First, I did my watercolor brush painted lettering, to see the range of color and was pleased with the range of color. Meadow varies from a deep almost kelly green to a light lime depending on how much ink is applied.

Then I started my writing tests. It seemed like the color was coming out much darker than most people had described it. I kept thinking that maybe I had some fugitive color from poor cleaning and the more I wrote the lighter the color became. Yep. Fugitive color.

Diamine Meadow Ink close-up

By the time I was halfway down the page, I am pretty confident I was getting the true color, consistent with both the color in the painted lettering and the swab. Its a bright, happy grassy green with lots of shading and it looks great in the wide 1.1mm nib. It does seem to dry a bit darker than when its wet … almost a little olive-y which is actually quite legible.

I was concerned about overall legibility so I switched out the 1.1mm nib to a F nib just to see for myself and the ink maintained both shading and legibility, at least with the European F nib. A Japanese F nib might lose some of the shading because it would be much finer but I think the color would stay dark enough to be usable unlike Pilot Iroshizuku Chiku-Rin which I sometimes find too light in very fine nibs to be useful.

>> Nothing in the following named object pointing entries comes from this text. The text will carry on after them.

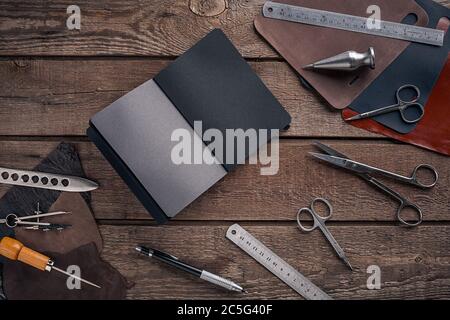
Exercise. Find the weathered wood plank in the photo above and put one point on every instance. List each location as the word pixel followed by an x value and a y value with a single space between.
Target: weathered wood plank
pixel 58 96
pixel 246 195
pixel 415 271
pixel 117 27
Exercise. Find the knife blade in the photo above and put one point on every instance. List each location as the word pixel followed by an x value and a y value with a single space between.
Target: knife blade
pixel 45 180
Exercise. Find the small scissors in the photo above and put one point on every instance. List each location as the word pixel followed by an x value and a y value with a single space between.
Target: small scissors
pixel 365 172
pixel 319 222
pixel 401 106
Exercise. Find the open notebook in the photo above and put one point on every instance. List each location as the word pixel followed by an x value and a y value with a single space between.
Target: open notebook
pixel 210 83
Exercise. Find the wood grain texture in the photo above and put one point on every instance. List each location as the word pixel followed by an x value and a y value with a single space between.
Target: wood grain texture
pixel 118 27
pixel 58 96
pixel 416 271
pixel 246 195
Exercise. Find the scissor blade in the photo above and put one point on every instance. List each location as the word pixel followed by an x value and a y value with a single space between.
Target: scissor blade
pixel 344 163
pixel 357 117
pixel 330 151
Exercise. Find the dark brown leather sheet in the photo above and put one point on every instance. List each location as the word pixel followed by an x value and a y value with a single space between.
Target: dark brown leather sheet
pixel 301 44
pixel 433 131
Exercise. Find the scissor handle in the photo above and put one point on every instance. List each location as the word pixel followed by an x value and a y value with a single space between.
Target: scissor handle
pixel 317 218
pixel 11 220
pixel 424 167
pixel 408 205
pixel 409 105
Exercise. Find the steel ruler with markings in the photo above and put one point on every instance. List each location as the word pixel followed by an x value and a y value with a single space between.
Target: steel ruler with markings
pixel 347 22
pixel 275 264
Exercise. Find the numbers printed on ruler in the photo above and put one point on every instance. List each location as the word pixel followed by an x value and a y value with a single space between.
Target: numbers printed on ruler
pixel 275 264
pixel 347 22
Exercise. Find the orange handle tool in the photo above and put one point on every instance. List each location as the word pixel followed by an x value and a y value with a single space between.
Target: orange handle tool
pixel 15 250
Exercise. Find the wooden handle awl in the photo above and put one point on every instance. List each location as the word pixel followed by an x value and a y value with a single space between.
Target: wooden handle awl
pixel 15 250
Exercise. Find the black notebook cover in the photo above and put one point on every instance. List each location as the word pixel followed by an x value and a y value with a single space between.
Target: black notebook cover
pixel 211 83
pixel 227 93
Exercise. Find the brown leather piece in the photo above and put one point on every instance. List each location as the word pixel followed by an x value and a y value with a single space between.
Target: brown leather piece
pixel 22 282
pixel 302 44
pixel 433 131
pixel 83 231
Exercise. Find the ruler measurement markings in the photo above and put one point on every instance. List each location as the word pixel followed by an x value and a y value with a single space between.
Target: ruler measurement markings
pixel 274 264
pixel 352 23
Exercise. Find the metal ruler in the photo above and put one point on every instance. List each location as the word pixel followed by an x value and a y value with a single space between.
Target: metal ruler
pixel 347 22
pixel 275 264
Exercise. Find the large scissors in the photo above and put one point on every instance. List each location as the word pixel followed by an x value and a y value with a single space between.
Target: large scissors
pixel 319 222
pixel 401 106
pixel 365 172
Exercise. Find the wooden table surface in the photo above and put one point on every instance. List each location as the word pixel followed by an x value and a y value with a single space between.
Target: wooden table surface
pixel 53 79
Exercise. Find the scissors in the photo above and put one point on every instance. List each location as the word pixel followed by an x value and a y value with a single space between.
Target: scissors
pixel 365 172
pixel 401 106
pixel 319 222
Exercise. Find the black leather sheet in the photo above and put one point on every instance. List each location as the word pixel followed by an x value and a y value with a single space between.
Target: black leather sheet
pixel 419 65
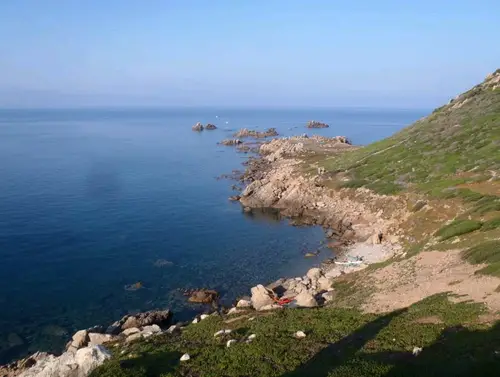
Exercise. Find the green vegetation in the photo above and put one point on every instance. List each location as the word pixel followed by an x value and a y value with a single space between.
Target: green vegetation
pixel 458 143
pixel 457 228
pixel 486 252
pixel 491 224
pixel 339 342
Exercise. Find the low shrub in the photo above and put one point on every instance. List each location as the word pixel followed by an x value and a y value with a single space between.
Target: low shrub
pixel 457 228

Diamine Meadow Ink comparison

Overall, I think Diamine Meadow strikes a nice balance between being a bright green and being a usable color. I love the hue of Chiku-Rin but there are instances where its just too light. Caran D’ache Delicate Green is kind of ridiculously expensive for how kelly green it is and Monblanc Daniel DeFoe is a little subdued, not to mention limited edition. So if you’re in the market for a good green ink, Diamine Meadow is a good candidate and a favorite among the green beans. I think its a keeper.

DISCLAIMER: This item was sent to me free of charge by Goulet Pens for the purpose of review. Please see the About page for more details.

3 Comments on Ink Review: Diamine Meadow

  1. (you should probably reread/edit the first sentence of your review; I think you moved some clauses out of place)

    I’m really pleased to see a side-by-side comparison of Daniel Defoe and Chiku-Rin. I only own the Montblanc, but I’ve been vacillating for months and months on whether or not to buy the Chiku-Rin. Iroshizuku ink is just so damn expensive. I think these cards have finally settled the debate: I actually don’t need that particular ink.

    Yellow/lime greens are my weakness as well – J Herbin Vert Olive is one I keep coming back to, for lack of a better/more cost-effective option. But I’ve got Noodler’s Army Green on order (bless the Goulets for stocking the Karas in olive green with the new army green Leucchturm and the perfect army-olive ink). Hopefully the ink will be visually distinct from the Noodler’s Sequoia I already own, which is more of a dark emerald color.

    It looks like Meadow is a pretty near match to the Caran d’Ache – except I like the Meadow better, which is good, because Caran d’Ache is much too rich for my blood.

  2. I got a sample of Sailor Kobe # 19 Minatogawa Lime a few months ago. Since Sailor inks are so expensive stateside, I was recommended that Diamine Meadow might be a good match! I will definitely have to check this ink out soon!